L’église anglicane, à partir des premières années du XVIIIe siècle, était tombée dans un état de torpeur funeste; de plus elle était descendue à l’état de simple dépendance du gouvernement. Les dignités ecclésiastiques étaient devenues une monnaie à l’usage des partis, qui les distribuaient en récompense de services politiques. Les dignitaires ainsi choisis, sans qu’il leur fut demandé de justifier d’aucun titre, ni même d’aucune aptitude, se contentaient de toucher leur prébende, voyageaient sur le continent et se renfermaient dans une opulente oisiveté, abandonnant les soins du ministère à des substituts assez mal rétribués pour être aussi pauvres que leurs plus pauvres paroissiens. L’église avait ainsi perdu toute action sur les âmes, toute influence sur la société. Les seules productions qui sortissent des plumes ecclésiastiques étaient des recueils d’homélies ou des traités de morale affadie. Cette apathie d’une église dotée de revenus considérables et indifférente à ses devoirs spirituels formait un contraste trop frappant avec le zèle et l’activité des sectes dissidentes, soutenues uniquement par les contributions volontaires de leurs adhérens, pour ne pas avoir attiré l’attention des réformateurs. Les disciples de Bentham dirigeaient les attaques les plus vives contre la dotation de l’église et surtout contre le commerce simoniaque des bénéfices qui mettait aux enchères l’exercice du ministère spirituel.

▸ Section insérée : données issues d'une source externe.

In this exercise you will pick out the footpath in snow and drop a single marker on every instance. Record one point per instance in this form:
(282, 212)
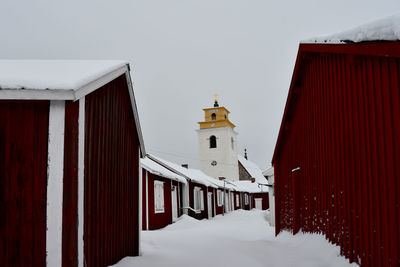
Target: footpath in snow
(240, 238)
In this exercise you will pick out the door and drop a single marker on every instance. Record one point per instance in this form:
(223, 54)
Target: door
(209, 204)
(174, 203)
(232, 202)
(258, 202)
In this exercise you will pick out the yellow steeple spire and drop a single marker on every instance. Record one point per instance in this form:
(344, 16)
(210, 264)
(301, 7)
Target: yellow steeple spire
(216, 117)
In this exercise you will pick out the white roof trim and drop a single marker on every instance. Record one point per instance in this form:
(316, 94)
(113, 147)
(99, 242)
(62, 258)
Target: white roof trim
(51, 94)
(135, 111)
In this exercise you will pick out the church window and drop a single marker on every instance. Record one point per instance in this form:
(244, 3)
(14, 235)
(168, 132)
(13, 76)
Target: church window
(158, 196)
(213, 141)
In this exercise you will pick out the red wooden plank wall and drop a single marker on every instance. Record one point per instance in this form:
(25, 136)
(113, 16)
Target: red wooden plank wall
(23, 180)
(111, 176)
(70, 186)
(344, 134)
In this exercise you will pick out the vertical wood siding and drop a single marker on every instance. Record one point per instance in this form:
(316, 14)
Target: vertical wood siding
(23, 176)
(70, 186)
(111, 211)
(343, 131)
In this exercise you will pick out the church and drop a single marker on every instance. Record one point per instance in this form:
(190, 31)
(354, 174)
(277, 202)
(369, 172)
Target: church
(217, 148)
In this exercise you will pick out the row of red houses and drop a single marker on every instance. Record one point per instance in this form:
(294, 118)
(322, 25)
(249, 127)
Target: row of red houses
(170, 190)
(72, 189)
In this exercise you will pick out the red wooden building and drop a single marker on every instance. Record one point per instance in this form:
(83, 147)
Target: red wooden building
(337, 156)
(161, 195)
(69, 163)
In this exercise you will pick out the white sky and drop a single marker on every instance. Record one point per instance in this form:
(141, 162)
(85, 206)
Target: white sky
(184, 51)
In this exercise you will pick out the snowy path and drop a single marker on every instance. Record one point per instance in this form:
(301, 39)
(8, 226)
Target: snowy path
(241, 238)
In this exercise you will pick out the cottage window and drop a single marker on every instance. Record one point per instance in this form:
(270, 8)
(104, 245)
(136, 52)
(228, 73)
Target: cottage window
(158, 196)
(219, 198)
(213, 141)
(198, 199)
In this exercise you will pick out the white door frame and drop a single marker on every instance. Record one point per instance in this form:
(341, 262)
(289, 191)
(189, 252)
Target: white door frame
(174, 202)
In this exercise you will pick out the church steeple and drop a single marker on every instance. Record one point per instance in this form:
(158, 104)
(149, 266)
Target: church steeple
(216, 101)
(216, 116)
(217, 143)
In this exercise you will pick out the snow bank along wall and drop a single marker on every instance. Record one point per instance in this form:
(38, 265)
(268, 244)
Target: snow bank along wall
(337, 156)
(69, 174)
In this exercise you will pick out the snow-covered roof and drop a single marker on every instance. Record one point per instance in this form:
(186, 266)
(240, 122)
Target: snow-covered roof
(192, 174)
(386, 29)
(248, 186)
(56, 79)
(155, 168)
(252, 169)
(269, 171)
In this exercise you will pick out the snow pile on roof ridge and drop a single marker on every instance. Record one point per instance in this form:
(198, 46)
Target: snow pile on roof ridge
(53, 74)
(194, 174)
(159, 170)
(250, 187)
(385, 29)
(252, 169)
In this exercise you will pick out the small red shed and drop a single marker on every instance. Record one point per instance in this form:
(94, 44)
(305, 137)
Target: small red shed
(336, 160)
(70, 143)
(161, 196)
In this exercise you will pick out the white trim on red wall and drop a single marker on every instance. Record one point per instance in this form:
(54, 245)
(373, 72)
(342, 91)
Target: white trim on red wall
(55, 173)
(81, 180)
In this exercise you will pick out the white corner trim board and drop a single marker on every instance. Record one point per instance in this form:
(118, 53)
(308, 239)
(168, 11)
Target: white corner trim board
(55, 172)
(140, 204)
(81, 175)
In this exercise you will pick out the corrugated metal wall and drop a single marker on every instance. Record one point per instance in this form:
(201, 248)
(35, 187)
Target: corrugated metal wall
(343, 131)
(111, 176)
(23, 182)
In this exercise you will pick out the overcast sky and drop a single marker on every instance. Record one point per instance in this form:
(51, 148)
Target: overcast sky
(183, 51)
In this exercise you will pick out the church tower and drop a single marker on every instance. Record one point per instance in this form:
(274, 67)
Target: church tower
(217, 144)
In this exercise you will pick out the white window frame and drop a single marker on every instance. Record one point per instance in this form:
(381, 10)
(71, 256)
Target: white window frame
(159, 197)
(198, 199)
(219, 198)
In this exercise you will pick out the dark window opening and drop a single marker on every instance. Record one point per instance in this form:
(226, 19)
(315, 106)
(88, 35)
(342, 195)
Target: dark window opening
(213, 141)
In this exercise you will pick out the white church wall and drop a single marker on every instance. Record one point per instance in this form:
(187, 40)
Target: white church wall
(224, 154)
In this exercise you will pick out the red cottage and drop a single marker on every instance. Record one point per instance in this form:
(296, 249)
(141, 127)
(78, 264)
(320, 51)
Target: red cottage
(336, 161)
(161, 195)
(69, 163)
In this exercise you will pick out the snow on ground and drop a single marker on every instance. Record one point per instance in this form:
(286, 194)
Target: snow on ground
(240, 238)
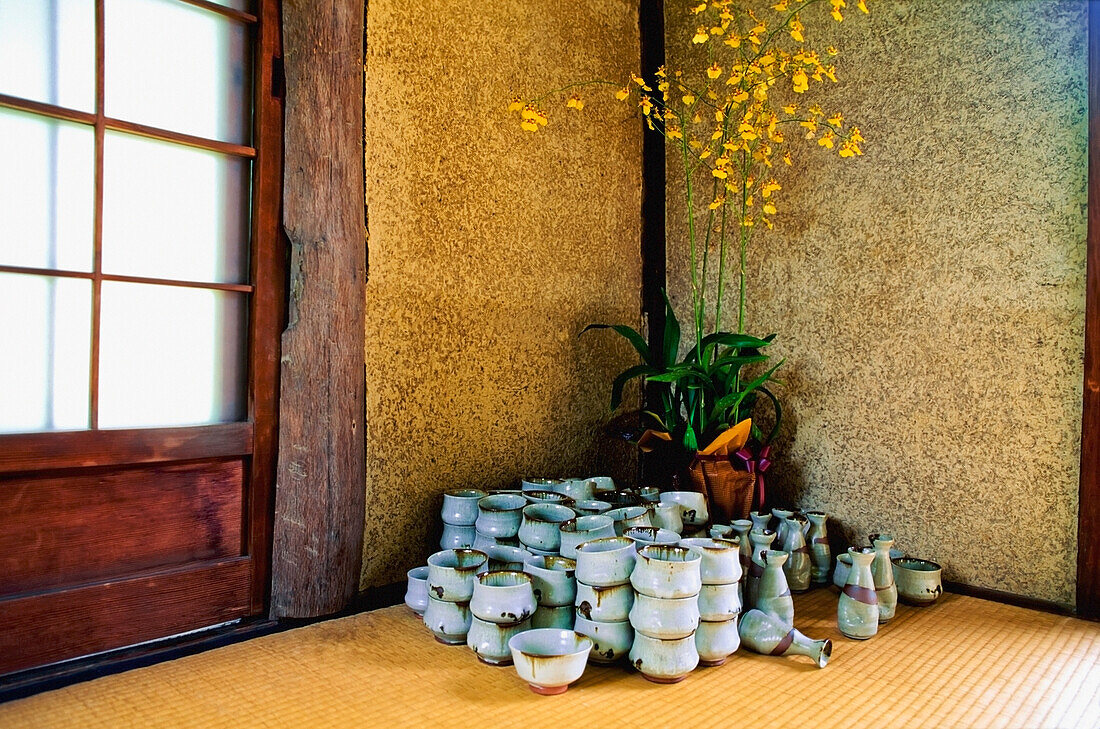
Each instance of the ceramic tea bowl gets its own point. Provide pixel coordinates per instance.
(452, 574)
(611, 640)
(605, 562)
(553, 580)
(584, 529)
(667, 572)
(539, 528)
(604, 604)
(549, 659)
(460, 506)
(920, 582)
(498, 515)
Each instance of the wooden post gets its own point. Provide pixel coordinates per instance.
(320, 494)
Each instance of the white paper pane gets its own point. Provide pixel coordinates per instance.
(171, 355)
(46, 191)
(172, 211)
(177, 67)
(47, 52)
(45, 355)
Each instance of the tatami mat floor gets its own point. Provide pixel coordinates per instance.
(961, 663)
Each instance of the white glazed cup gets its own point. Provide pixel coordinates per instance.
(605, 562)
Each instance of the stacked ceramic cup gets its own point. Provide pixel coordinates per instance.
(719, 600)
(667, 583)
(604, 596)
(460, 514)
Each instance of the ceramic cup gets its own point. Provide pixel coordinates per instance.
(628, 516)
(457, 538)
(604, 604)
(611, 640)
(722, 560)
(692, 507)
(448, 621)
(919, 581)
(490, 641)
(549, 660)
(589, 507)
(658, 617)
(540, 526)
(498, 515)
(416, 594)
(664, 661)
(460, 506)
(605, 562)
(452, 574)
(650, 536)
(668, 572)
(553, 580)
(717, 603)
(584, 529)
(503, 597)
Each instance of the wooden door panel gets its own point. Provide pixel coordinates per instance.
(65, 623)
(91, 525)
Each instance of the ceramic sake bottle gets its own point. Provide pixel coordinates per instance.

Vers 1830, les premiers symptômes d’une rénovation se produisirent au sein de l’église elle-même, comme un contre-coup des attaques dont elle était l’objet. Deux hommes de mérites différens, deux dignitaires de l’université d’Oxford, ont attaché leur nom à ce réveil : l’un était le Dr Pusey, auteur de nombreux ouvrages théologiques et controversiste éminent; l’autre était le Dr Keble, auteur de l’Année chrétienne (the Christian Year), recueil de cantiques pour tous les jours de l’année, aujourd’hui répandus et chantés partout où se parle la langue anglaise. Pusey était un théologien, Keble était un éducateur d’une influence irrésistible sur les jeunes esprits. Ils entreprirent de ramener l’église anglicane aux doctrines et à la ferveur des premiers âges du christianisme.